ZendPHP January 2026 Releases

Community Changes

PHP Version PHP ZendPHP 8.5.2 Changes

  • Core

    • Fix OSS-Fuzz #465488618 (Wrong assumptions when dumping function signature with dynamic class const lookup default argument). (ilutov)
    • Fixed bug GH-20695 (Assertion failure in normalize_value() when parsing malformed INI input via parse_ini_string()). (ndossche)
    • Fixed bug GH-20714 (Uncatchable exception thrown in generator). (ilutov)
    • Fixed bug GH-20352 (UAF in php_output_handler_free via re-entrant ob_start() during error deactivation). (ndossche)
    • Fixed bug GH-20745 ("Casting out of range floats to int" applies to strings). (Bob)

  • DOM

    • Fixed bug GH-20722 (Null pointer dereference in DOM namespace node cloning via clone on malformed objects). (ndossche)
    • Fixed bug GH-20444 (Dom\XMLDocument::C14N() seems broken compared to DOMDocument::C14N()). (ndossche)

  • EXIF

    • Fixed bug GH-20631 (Integer underflow in exif HEIF parsing when pos.size 2). (Oblivionsage)

  • Intl

    • Fix leak in umsg_format_helper(). (ndossche)

  • LDAP

    • Fix memory leak in ldap_set_options(). (ndossche)

  • Lexbor

    • Fixed bug GH-20668 (\Uri\WhatWg\Url::withHost() crashes (SEGV) for URLs using the file: scheme). (lexborisov)

  • Mbstring

    • Fixed bug GH-20674 (mb_decode_mimeheader does not handle separator). (Yuya Hamada)

  • OpenSSL

    • Fixed bug GH-20802 (undefined behavior with invalid SNI_server_certs options). (David Carlier)

  • PCNTL

    • Fixed bug with pcntl_getcpuaffinity() on solaris regarding invalid process ids handling. (David Carlier)

  • Phar

    • Fixed bug GH-20732 (Phar::LoadPhar undefined behavior when reading fails). (ndossche)
    • Fix SplFileInfo::openFile() in write mode. (ndossche)
    • Fix build on legacy OpenSSL 1.1.0 systems. (Giovanni Giacobbi)
    • Fixed bug #74154 (Phar extractTo creates empty files). (ndossche)

  • Session

    • Fix support for MM module. (Michael Orlitzky)

  • Sqlite3

    • Fixed bug GH-20699 (SQLite3Result fetchArray return array|false, null returned). (ndossche, plusminmax)

  • Standard

    • Fix error check for proc_open() command. (ndossche)
    • Fix memory leak in mail() when header key is numeric. (Girgias)
    • Fixed bug GH-20582 (Heap Buffer Overflow in iptcembed). (ndossche)

  • URI

    • Fixed bug GH-20771 (Assertion failure when getUnicodeHost() returns empty string). (ndossche)

  • Zlib

    • Fix OOB gzseek() causing assertion failure. (ndossche)

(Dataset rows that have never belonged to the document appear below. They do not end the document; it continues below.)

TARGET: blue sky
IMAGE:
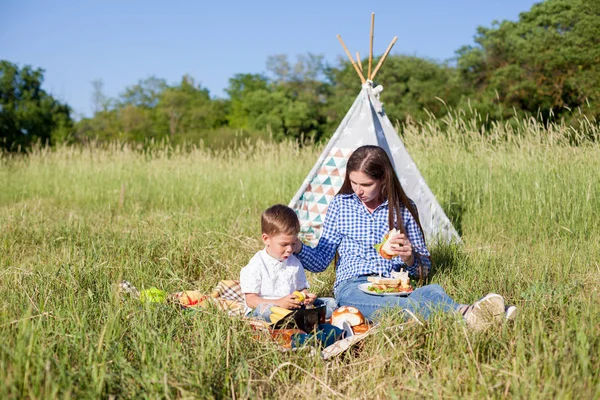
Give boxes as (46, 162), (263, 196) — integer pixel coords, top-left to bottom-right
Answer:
(0, 0), (539, 116)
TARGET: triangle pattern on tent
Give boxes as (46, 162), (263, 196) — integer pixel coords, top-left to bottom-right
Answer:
(289, 81), (460, 245)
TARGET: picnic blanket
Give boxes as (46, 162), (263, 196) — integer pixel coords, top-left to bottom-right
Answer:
(118, 280), (414, 360)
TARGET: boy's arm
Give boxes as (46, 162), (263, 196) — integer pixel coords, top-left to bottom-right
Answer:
(244, 293), (300, 310)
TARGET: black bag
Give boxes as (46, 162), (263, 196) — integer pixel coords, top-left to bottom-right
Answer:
(273, 305), (326, 333)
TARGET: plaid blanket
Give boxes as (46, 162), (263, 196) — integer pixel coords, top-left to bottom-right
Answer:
(171, 280), (251, 316)
(117, 280), (384, 360)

PHP Version PHP ZendPHP 8.4.17 Changes

  • Core

    • Fix OSS-Fuzz #465488618 (Wrong assumptions when dumping function signature with dynamic class const lookup default argument). (ilutov)
    • Fixed bug GH-20695 (Assertion failure in normalize_value() when parsing malformed INI input via parse_ini_string()). (ndossche)
    • Fixed bug GH-20714 (Uncatchable exception thrown in generator). (ilutov)
    • Fixed bug GH-20352 (UAF in php_output_handler_free via re-entrant ob_start() during error deactivation). (ndossche)

  • Bz2

    • Fixed bug GH-20620 (bzcompress overflow on large source size). (David Carlier)

  • DOM

    • Fixed bug GH-20722 (Null pointer dereference in DOM namespace node cloning via clone on malformed objects). (ndossche)
    • Fixed bug GH-20444 (Dom\XMLDocument::C14N() seems broken compared to DOMDocument::C14N()). (ndossche)

  • GD

    • Fixed bug GH-20622 (imagestring/imagestringup overflow). (David Carlier)

  • Intl

    • Fix leak in umsg_format_helper(). (ndossche)

  • LDAP

    • Fix memory leak in ldap_set_options(). (ndossche)

  • Mbstring

    • Fixed bug GH-20674 (mb_decode_mimeheader does not handle separator). (Yuya Hamada)

  • OpenSSL

    • Fixed bug GH-20802 (undefined behavior with invalid SNI_server_certs options). (David Carlier)

  • PCNTL

    • Fixed bug with pcntl_getcpuaffinity() on solaris regarding invalid process ids handling. (David Carlier)

  • Phar

    • Fixed bug GH-20732 (Phar::LoadPhar undefined behavior when reading fails). (ndossche)
    • Fix SplFileInfo::openFile() in write mode. (ndossche)
    • Fix build on legacy OpenSSL 1.1.0 systems. (Giovanni Giacobbi)
    • Fixed bug #74154 (Phar extractTo creates empty files). (ndossche)

  • POSIX

    • Fixed crash on posix groups to php array creation on macos. (David Carlier)

  • SPL

    • Fixed bug GH-20678 (resource created by GlobIterator crashes with fclose()). (David Carlier)

  • Sqlite3

    • Fixed bug GH-20699 (SQLite3Result fetchArray return array|false, null returned). (ndossche, plusminmax)

  • Standard

    • Fix error check for proc_open() command. (ndossche)
    • Fix memory leak in mail() when header key is numeric. (Girgias)
    • Fixed bug GH-20582 (Heap Buffer Overflow in iptcembed). (ndossche)

  • Zlib

    • Fix OOB gzseek() causing assertion failure. (ndossche)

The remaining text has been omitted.